From BBC scandal to Kim Dotcom saga, the Word of the Year is on the money.
Every 12 months, the Oxford University Press chooses a word that best reflects the mood of the year. Rarely can it have been so on the mark as in the selection of "omnishambles" as its 2012 Word of the Year.
Around the world, there has been ample opportunity to use the word, which was coined by writers of the satirical television show The Thick of It and is defined as "a situation that has been completely mismanaged, characterised by a string of blunders and miscalculations".
OUP might well have been thinking of Britain's gaffe-prone media and, more particularly, the BBC. The latter has stumbled from an appalling failure to report on widespread child sex abuse allegations against one of its biggest stars, Jimmy Savile, to mistaken claims by its marquee news programme that a politician sexually abused children. The word might also have been appropriately applied to the fallout from former CIA Director- General David Petraeus' extramarital affair with his biographer.

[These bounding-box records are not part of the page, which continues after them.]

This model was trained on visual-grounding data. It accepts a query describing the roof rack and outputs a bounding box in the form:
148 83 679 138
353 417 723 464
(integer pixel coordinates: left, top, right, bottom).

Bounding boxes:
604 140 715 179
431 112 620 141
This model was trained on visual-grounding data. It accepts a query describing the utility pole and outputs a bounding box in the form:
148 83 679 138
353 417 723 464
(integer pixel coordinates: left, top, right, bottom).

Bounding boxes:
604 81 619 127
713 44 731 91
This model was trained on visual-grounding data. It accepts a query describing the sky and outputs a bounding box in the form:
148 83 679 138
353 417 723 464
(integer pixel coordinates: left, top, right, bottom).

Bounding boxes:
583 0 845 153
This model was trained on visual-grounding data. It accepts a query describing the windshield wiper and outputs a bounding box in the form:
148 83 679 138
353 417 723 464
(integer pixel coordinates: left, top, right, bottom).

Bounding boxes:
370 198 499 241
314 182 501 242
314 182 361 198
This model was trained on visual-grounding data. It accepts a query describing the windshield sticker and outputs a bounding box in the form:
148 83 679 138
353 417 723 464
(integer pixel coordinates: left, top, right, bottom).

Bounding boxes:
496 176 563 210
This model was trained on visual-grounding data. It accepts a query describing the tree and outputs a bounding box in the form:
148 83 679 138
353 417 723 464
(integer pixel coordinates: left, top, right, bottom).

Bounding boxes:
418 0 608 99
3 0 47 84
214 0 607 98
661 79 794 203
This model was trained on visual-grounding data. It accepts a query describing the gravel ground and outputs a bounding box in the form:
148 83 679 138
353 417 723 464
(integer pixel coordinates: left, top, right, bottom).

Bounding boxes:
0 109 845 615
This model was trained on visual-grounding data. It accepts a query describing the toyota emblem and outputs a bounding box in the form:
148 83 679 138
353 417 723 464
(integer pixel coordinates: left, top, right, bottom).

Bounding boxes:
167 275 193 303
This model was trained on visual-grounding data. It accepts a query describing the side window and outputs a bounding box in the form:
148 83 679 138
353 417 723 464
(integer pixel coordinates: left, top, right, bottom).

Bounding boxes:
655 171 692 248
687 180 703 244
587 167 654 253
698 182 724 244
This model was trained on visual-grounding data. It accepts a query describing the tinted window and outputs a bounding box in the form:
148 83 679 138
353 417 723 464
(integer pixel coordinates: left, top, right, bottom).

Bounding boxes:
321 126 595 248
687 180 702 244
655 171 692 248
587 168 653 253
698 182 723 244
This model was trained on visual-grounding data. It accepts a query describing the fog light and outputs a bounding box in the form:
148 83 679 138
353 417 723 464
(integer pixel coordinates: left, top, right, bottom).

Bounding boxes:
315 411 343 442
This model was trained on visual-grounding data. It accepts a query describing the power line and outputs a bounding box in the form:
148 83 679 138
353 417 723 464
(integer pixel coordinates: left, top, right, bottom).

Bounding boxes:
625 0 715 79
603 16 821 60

Yet New Zealand also merits more than passing mention in any references to omnishambles. How else to describe the saga of Kim Dotcom, in which no one involved has escaped some sort of dent to their reputation or wellbeing? Or the Government's plan to partly privatise state-owned power companies. Suddenly, the vexing issue of water rights was thrust into the limelight, and the Government's woes multiplied when Rio Tinto started talking of renegotiating the electricity supply to its Tiwai Pt smelter. All in all, an omnishambles indeed.